The plaintiff argues, that as he paid his money into court and the decree disposing of it has been executed, his property is discharged from liability under the mortgage. The plaintiff insists that upon the payment of the money into court it was in the custody of the law, and thereupon he was discharged from liability. That may be true as to his liability upon the mortgage executed by him, but so far as defendant Butt’s rights are concerned, that is not the question to be considered. It is as to the liability of the property to satisfy the mortgage executed by Nathaniel Campbell. Butt’s rights cannot be affected by the discharge of plaintiff from a debt he owed, with which Butt had nothing to do. Plaintiff insists that the act of defendant Butt in delaying his appeal until the decree was executed is a fraud upon him, and this court will not therefore disturb the decree of the court below. The plaintiff paid his money into court voluntarily; the law gives defendant one year in which to appeal, and during that time the decree may be executed if a supersedeas bond be not filed. I am unable to see why Butt should be required by the voluntary act of plaintiff to stay the order of the court disposing of his money. The money was paid in at plaintiff’s own peril so far as Butt was concerned. The order disposing of the money was a secondary matter. The real and primary question was Butt’s right to enforce his decree against the lot claimed by plaintiff. This the court decided he could not do. In this I find there is error.

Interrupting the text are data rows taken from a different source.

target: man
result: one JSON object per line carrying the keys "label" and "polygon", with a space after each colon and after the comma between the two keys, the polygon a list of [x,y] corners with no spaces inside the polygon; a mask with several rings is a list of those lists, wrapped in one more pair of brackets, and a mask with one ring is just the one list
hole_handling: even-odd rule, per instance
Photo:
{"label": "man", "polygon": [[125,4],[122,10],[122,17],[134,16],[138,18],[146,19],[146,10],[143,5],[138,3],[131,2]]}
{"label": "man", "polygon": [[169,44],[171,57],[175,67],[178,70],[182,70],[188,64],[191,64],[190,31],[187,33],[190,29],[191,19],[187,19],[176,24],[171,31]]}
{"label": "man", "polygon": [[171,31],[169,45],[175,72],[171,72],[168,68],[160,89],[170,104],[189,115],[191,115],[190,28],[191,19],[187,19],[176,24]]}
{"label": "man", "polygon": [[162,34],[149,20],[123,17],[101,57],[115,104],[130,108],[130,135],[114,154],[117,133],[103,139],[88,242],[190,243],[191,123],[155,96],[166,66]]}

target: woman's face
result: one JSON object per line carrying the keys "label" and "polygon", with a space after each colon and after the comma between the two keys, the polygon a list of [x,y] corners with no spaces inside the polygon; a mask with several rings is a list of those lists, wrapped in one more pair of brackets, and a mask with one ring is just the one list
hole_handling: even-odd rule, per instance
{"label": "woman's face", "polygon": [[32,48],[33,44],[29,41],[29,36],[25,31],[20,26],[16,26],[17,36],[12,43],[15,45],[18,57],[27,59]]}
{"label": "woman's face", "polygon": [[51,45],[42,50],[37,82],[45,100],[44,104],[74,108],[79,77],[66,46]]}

But plaintiff’s argument goes to the extent that, because the secondary and consequential order for the distribution of the money has been executed, the error of the court in its decision upon the real and only question for adjudication in the case cannot be [340]*340corrected. I think the argument unsound. The position plaintiff finds himself in necessarily results from his own act. I do not think the law will relieve him at the expense of Butt. But properly he is not probably without a remedy. Certainly his grantor, James Campbell, is liable upon the warranty in the deed conveying the property. There may be other remedies provided by the law which will afford him protection from loss.

Reversed,

Wright, J.

I am instructed, for the other members of the court, to say that, while they do not dissent from the conclusion reached in the foregoing opinion upon the merits of the case, they are still not prepared to concur in the order to which the whole opinion would lead. It is not necessary that we should express our agreement in all the reasoning used by Mr.